Completed, too late to validate

KittenKaboodle
KittenKaboodle
Joined: 9 Feb 11
Posts: 13
Credit: 10765731
RAC: 0
Topic 195749

Sometimes, the following scenario happens:
( see http://einsteinathome.org/workunit/94548956 for details)

I get a certain WU because some other computer didn't complete the WU in time. Long before my computer starts to compute that WU, the computer which timed out for the WU finally completes the WU and returns the result. When my computer returns the completed WU, I get no credits.
Why doesn't Boinc realize that my computer doesn't need to compute that WU any more? The server should communicate the situation to my computer and ask my computer to delete the WU. It's a waste of resources and I don't get credits anyway.

Richard Haselgrove
Richard Haselgrove
Joined: 10 Dec 05
Posts: 2142
Credit: 2775580752
RAC: 812016

Completed, too late to validate

Quote:

Sometimes, the following scenario happens:
( see http://einsteinathome.org/workunit/94548956 for details)
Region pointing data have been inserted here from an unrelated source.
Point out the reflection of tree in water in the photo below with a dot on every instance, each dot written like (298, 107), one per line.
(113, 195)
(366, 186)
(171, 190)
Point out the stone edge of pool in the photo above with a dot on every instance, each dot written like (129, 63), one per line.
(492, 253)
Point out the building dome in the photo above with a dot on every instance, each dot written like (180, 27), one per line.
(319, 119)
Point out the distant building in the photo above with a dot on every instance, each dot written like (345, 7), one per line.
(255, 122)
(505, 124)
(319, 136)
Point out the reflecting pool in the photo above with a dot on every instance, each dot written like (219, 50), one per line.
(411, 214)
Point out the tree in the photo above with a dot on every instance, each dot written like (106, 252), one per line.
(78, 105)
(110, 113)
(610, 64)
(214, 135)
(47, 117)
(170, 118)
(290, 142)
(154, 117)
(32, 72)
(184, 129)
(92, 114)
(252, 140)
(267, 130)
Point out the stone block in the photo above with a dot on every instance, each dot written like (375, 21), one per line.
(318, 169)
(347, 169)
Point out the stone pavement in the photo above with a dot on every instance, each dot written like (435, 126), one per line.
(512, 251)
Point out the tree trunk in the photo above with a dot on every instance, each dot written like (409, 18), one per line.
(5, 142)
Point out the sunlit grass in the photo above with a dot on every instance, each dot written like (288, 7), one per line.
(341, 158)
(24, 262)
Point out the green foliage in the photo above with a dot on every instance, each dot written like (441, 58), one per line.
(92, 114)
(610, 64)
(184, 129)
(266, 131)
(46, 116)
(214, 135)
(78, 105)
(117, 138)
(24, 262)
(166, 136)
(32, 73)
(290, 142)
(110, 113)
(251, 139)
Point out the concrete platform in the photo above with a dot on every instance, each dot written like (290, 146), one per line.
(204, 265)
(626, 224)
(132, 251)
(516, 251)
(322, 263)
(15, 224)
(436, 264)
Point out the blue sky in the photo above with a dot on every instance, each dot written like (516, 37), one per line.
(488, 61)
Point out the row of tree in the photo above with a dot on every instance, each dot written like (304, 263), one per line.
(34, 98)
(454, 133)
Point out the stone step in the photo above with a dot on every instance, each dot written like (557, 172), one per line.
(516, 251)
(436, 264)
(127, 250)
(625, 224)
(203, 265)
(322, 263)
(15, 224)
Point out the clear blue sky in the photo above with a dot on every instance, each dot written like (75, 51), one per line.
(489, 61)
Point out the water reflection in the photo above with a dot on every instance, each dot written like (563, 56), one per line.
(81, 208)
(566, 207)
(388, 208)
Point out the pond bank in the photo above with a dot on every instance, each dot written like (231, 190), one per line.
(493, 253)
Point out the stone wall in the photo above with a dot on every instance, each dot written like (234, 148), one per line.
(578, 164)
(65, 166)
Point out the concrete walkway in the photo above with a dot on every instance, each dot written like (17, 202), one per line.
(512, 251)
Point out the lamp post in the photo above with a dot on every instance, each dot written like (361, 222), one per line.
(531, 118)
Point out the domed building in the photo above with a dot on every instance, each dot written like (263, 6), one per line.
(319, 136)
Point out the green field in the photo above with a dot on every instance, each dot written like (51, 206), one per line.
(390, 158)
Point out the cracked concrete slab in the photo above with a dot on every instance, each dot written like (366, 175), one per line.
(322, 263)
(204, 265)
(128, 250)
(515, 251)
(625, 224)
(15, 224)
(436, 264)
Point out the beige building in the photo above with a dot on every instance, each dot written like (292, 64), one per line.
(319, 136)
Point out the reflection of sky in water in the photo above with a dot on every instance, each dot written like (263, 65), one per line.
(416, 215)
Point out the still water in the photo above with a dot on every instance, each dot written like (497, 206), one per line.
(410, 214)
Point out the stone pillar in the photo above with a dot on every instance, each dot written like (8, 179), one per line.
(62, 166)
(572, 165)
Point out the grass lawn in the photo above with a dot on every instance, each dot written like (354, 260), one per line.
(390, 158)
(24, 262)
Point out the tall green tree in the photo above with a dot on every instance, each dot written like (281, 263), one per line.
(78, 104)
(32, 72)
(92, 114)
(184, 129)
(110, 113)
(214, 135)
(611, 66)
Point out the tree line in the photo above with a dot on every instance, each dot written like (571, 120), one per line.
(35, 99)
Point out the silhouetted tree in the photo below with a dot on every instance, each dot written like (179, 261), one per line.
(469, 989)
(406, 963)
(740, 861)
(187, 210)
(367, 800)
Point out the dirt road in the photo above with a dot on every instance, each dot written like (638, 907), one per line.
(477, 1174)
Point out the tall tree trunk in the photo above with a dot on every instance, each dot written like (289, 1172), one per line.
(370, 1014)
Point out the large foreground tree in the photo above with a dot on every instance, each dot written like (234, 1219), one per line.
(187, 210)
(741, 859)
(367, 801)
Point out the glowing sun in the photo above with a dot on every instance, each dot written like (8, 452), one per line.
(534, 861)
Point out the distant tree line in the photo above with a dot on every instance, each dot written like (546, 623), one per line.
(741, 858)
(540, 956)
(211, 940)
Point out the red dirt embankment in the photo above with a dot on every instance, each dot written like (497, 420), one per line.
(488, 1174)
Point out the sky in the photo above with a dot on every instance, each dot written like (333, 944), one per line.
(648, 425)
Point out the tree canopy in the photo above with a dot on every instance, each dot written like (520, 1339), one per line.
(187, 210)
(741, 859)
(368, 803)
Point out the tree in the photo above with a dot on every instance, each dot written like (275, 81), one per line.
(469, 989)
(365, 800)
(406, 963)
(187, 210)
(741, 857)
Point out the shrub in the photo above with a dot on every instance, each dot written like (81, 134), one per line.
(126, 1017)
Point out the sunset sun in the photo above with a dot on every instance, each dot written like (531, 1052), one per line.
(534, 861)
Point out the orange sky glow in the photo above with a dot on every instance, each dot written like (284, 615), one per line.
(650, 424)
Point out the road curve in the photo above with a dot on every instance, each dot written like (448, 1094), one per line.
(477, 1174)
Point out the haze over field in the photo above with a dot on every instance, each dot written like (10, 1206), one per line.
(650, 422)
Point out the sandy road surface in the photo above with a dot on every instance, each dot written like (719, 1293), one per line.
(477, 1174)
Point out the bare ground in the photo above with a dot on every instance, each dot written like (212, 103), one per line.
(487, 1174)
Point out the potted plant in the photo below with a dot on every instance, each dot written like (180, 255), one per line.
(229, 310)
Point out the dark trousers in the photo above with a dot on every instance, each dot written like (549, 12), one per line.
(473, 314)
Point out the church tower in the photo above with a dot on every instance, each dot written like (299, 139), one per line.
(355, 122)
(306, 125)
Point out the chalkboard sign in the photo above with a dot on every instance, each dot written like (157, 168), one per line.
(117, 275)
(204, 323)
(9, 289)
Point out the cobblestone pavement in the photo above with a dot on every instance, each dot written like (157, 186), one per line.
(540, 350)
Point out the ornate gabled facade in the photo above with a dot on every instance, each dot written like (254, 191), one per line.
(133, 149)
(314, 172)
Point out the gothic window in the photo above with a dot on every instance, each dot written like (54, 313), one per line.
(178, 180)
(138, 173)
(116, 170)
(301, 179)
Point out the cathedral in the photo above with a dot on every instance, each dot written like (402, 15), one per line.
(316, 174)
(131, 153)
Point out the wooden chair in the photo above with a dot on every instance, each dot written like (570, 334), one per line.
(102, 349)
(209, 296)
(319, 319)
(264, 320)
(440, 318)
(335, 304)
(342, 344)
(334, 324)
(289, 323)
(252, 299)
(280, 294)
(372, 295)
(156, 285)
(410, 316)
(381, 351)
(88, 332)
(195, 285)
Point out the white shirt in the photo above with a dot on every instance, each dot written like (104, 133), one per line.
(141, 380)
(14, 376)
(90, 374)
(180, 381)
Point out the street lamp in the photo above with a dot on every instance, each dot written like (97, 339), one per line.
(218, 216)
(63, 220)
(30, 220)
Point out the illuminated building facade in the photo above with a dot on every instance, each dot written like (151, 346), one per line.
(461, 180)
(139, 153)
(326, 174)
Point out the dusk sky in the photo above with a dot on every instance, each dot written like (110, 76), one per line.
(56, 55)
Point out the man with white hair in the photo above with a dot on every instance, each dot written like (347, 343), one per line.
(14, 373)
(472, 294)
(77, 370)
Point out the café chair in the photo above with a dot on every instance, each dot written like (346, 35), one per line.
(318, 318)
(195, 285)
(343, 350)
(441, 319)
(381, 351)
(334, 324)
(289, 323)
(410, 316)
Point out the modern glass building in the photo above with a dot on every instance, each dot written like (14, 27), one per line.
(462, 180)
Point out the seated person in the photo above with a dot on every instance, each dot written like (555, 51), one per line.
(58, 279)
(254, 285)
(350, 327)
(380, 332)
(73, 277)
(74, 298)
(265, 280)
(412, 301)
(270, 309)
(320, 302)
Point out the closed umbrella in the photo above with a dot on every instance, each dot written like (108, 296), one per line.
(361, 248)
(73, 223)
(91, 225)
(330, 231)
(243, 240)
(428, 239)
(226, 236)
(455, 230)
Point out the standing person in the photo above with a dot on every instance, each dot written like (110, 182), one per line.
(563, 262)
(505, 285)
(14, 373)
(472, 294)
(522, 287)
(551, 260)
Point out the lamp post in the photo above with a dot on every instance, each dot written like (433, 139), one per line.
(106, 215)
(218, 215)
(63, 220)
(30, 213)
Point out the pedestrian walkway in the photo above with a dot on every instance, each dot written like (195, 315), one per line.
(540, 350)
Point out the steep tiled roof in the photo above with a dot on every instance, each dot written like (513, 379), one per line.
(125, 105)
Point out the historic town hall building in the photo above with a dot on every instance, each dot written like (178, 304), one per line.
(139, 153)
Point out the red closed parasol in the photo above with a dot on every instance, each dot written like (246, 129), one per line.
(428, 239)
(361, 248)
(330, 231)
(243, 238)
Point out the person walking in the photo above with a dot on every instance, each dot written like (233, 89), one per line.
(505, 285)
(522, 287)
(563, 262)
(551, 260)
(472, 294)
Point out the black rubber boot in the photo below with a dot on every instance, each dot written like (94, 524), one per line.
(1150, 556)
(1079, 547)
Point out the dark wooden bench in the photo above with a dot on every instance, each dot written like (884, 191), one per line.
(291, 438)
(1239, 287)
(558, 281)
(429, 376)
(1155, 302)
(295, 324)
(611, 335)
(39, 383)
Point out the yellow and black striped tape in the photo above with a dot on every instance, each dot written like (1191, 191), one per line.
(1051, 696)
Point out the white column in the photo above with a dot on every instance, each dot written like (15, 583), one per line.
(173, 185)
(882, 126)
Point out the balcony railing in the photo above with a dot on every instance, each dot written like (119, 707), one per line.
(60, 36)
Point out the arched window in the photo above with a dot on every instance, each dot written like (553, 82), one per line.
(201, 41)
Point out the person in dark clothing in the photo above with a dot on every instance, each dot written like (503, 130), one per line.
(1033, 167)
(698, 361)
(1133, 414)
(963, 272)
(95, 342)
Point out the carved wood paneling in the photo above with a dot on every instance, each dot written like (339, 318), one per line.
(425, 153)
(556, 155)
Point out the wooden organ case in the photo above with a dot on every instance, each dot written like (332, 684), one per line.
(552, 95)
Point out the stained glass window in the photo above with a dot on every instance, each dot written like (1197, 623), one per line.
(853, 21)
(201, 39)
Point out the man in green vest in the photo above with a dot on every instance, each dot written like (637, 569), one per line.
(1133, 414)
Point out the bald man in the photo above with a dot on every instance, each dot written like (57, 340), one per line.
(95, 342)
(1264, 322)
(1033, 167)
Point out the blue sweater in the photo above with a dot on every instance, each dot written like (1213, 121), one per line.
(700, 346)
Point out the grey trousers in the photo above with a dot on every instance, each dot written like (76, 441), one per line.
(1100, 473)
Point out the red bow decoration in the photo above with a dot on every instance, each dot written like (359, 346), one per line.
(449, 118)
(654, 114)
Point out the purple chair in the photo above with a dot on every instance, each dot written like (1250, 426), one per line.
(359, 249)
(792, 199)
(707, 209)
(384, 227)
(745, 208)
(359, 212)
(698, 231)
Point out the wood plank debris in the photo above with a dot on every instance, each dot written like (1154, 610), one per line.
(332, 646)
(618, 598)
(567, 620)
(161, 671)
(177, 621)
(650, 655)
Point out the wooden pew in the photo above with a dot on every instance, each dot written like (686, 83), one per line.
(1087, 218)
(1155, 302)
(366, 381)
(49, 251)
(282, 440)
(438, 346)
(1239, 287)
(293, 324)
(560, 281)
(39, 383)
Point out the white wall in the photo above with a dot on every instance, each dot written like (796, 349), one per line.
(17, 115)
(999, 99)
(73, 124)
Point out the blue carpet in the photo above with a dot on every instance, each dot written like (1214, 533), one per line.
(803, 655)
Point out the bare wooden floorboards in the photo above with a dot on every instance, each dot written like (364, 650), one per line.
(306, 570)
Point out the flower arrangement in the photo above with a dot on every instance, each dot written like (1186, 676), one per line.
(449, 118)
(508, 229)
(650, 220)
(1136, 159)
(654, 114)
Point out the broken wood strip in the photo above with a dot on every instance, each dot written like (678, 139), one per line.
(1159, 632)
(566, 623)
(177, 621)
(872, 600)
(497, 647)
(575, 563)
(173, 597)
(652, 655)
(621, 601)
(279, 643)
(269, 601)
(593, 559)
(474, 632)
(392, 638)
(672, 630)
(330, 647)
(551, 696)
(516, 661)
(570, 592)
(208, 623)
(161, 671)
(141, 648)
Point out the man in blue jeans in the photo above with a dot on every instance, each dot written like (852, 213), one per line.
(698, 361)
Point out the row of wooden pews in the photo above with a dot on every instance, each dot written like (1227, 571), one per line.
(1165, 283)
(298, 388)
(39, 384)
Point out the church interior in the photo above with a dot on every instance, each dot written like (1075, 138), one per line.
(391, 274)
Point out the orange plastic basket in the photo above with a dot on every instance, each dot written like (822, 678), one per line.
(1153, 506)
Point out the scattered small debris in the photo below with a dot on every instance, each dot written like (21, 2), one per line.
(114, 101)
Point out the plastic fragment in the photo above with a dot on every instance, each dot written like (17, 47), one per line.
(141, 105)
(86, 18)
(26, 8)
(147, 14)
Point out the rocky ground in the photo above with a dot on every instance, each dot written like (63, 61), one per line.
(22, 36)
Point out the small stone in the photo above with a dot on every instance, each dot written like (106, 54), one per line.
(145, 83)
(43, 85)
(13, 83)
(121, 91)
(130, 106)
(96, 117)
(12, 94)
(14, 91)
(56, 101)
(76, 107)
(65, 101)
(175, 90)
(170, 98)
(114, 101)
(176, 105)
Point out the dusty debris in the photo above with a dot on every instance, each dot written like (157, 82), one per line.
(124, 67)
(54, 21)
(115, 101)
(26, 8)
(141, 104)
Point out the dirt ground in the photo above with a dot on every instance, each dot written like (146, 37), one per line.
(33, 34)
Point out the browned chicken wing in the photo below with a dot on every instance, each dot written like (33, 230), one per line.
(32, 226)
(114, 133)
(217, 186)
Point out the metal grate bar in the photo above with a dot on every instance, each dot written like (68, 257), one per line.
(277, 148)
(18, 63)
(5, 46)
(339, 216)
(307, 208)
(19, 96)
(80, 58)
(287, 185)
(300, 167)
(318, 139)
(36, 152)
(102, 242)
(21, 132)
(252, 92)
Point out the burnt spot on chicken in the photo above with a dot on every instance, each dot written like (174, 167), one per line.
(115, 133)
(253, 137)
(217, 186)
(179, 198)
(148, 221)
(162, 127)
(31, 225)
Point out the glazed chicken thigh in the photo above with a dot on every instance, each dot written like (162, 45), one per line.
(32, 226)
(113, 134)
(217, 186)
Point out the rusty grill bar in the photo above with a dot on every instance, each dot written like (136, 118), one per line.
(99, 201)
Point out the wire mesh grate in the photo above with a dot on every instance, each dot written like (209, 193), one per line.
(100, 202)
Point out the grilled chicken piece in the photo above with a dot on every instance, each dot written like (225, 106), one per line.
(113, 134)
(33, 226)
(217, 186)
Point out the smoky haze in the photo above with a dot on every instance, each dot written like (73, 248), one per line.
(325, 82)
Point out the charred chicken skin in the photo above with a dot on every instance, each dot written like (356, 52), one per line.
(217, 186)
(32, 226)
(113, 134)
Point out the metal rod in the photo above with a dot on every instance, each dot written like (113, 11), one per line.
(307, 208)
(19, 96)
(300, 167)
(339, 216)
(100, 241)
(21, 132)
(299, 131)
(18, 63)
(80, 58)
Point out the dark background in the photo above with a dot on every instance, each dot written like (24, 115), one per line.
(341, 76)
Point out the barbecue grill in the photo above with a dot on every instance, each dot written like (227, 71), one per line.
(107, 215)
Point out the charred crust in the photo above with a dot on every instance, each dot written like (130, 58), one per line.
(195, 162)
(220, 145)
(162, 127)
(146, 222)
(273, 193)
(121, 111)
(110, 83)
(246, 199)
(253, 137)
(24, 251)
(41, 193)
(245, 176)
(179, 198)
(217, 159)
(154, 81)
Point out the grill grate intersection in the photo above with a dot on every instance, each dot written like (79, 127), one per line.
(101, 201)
I get a certain WU because some other computer didn't complete the WU in time. Long before my computer starts to compute that WU, the computer which timed out for the WU finally completes the WU and returns the result. When my computer returns the completed WU, I get no credits.
Why doesn't Boinc realize that my computer doesn't need to compute that WU any more? The server should communicate the situation to my computer and ask my computer to delete the WU. It's a waste of resources and I don't get credits anyway.


BOINC does actually have the ability to cancel a task under those circumstances, but it relies on your computer contacting the server in the interval between the original late task being returned, and your computer starting to compute the new copy it has received. Once your computer has already started work on the task, it doesn't get cancelled automatically, in an attempt to preserve your credit for the work you've already done.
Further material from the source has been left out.